Coffee cup in hand, I climb the stairs to my office, the former
bedroom of my now-adult son. I typically begin with some kind of centering
activity: a time of silence, reading
something (often poetry) I admire, and a free write. Then I shift to the work
at hand. Whether it’s writing new work or revising (my reward for having filled
some blank pages), I set my timer for 20 to 30 minutes and write. I’ve turned
off all visual and auditory notifications of anything coming in to e-mail or
social media. If the phone rings, I let the machine answer. When the timer goes
off, I stop where I am, re-set it for 10 to 15 minutes and get up from my desk.
I do some task—hang laundry on the line, clean up breakfast dishes, brush the
dog—that allows me to keep thinking about what I’m writing. I DON’T check
e-mail or phone messages. When the timer goes off again, I re-set it for
another half hour and return to what I was working on. Depending on the day of the week and whether
I’m heading off to my day job as a school nurse, I’ll repeat this cycle several
times. I ’m lucky to be able to spend so many hours pursuing this craft.

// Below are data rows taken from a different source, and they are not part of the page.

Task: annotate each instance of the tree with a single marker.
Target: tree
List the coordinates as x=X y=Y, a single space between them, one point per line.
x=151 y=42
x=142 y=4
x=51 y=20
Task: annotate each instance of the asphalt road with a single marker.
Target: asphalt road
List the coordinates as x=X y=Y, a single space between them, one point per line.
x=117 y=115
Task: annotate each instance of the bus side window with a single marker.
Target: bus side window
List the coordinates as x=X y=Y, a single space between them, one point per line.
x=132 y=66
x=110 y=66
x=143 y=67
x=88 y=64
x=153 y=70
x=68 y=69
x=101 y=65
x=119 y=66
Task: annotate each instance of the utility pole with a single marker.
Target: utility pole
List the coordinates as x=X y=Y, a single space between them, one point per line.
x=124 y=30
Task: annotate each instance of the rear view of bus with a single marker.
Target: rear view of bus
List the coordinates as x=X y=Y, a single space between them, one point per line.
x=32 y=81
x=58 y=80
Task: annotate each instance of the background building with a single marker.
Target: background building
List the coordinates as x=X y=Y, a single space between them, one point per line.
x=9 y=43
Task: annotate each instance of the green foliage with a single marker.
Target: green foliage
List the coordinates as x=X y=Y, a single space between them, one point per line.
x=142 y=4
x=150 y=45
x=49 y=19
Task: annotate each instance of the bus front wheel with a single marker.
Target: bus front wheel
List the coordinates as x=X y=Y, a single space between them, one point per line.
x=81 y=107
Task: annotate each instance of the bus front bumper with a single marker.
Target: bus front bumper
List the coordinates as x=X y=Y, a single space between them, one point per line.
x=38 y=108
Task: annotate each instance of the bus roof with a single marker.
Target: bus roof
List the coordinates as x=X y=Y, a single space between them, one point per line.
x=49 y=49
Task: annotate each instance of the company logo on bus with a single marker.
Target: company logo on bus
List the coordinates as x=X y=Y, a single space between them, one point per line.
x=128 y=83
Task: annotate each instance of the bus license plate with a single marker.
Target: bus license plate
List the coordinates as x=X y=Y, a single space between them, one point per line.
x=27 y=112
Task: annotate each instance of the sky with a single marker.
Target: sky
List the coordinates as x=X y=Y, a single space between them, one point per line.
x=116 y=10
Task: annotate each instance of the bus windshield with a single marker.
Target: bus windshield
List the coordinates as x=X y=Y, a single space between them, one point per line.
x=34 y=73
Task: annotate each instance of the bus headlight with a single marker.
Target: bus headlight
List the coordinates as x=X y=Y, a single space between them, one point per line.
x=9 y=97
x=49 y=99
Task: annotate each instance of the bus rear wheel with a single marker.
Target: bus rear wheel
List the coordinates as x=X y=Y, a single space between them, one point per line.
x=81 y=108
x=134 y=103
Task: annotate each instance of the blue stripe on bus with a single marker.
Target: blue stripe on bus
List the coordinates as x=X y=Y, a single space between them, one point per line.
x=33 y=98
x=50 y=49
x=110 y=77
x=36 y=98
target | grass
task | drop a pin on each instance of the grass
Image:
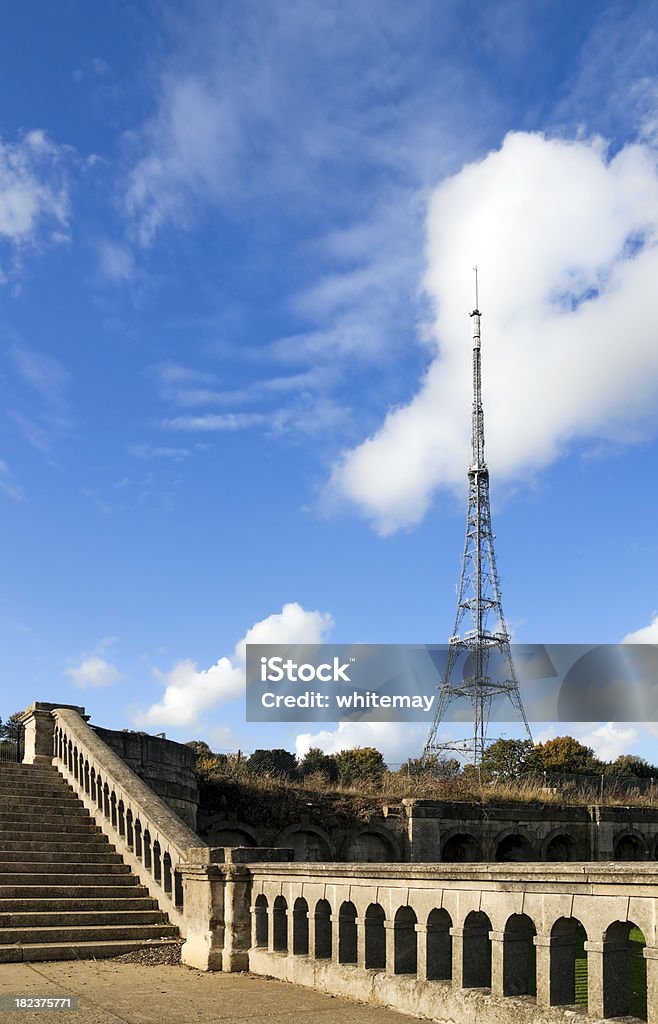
(394, 786)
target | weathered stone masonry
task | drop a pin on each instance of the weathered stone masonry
(479, 943)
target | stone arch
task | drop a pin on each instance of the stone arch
(261, 930)
(629, 845)
(624, 971)
(370, 844)
(461, 847)
(519, 962)
(300, 927)
(223, 832)
(322, 930)
(347, 933)
(439, 946)
(308, 842)
(477, 951)
(560, 846)
(513, 845)
(279, 925)
(375, 926)
(405, 953)
(147, 850)
(568, 965)
(167, 873)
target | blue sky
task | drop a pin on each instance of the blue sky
(235, 252)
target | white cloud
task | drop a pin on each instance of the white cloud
(189, 690)
(611, 739)
(33, 189)
(116, 262)
(565, 240)
(189, 144)
(94, 672)
(648, 634)
(396, 740)
(216, 421)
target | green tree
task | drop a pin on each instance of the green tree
(276, 763)
(564, 755)
(431, 766)
(361, 764)
(630, 765)
(316, 762)
(508, 759)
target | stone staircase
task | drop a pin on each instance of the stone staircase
(64, 892)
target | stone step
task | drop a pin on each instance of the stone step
(90, 933)
(47, 904)
(35, 801)
(82, 878)
(122, 888)
(20, 829)
(75, 817)
(53, 857)
(33, 952)
(52, 867)
(54, 788)
(79, 919)
(82, 844)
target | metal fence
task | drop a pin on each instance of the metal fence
(11, 742)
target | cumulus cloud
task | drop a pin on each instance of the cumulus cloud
(93, 672)
(396, 741)
(565, 237)
(34, 198)
(190, 690)
(648, 634)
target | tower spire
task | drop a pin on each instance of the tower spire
(480, 636)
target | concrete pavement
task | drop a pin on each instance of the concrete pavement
(132, 993)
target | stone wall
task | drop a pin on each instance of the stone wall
(421, 832)
(477, 944)
(168, 767)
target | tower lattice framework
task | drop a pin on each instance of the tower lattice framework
(480, 631)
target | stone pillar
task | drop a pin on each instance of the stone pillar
(497, 963)
(205, 885)
(336, 932)
(457, 956)
(389, 927)
(544, 951)
(421, 951)
(236, 919)
(556, 970)
(651, 955)
(424, 829)
(39, 725)
(607, 979)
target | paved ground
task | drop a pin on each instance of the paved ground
(130, 993)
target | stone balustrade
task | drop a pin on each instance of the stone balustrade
(150, 838)
(485, 942)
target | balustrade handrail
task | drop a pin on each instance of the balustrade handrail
(151, 837)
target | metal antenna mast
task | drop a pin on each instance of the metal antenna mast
(482, 645)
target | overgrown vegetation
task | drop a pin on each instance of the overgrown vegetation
(561, 770)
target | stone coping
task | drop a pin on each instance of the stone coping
(179, 836)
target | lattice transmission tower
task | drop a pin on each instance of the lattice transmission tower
(480, 641)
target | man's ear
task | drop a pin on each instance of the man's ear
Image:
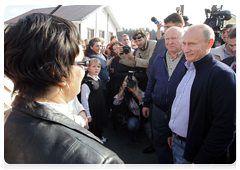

Next week the Writing Process Blog Tour continues to branch out
with two more writers I admire.
Chels Knorr is
a writer first and an editor second. She's the editor of two monthly
health-care publications (which on most days, basically just means she's a professional
e-mail writer). She’s plannning to graduate with her MFA at the
Northwest Institute of Literary Arts on Whidbey Island in Washington State
in August 2014. She loves waffles, a competitive game of Scrabble and telling
(mostly true) stories. She lives in Phoenix, Arizona with her husband,
Tyler, and dog, Goose.
A
North Carolina native, Gretchen Wing is a
20-year teacher of high school English and history who now works as a baker in Washington’s
San Juan Islands, and writes. She earned her BA in English from Harvard and her
Masters in U.S. and Latin American History from the University of Washington.
Her stories have been published in SHARK REEF, and she writes the
monthly column, "Spotlight on Lopezians," for The Islands' Weekly.
Her middle grades novel, The Flying Burgowski, was published early
this year by Madrona Branch Press, and she is hard at work on the sequel.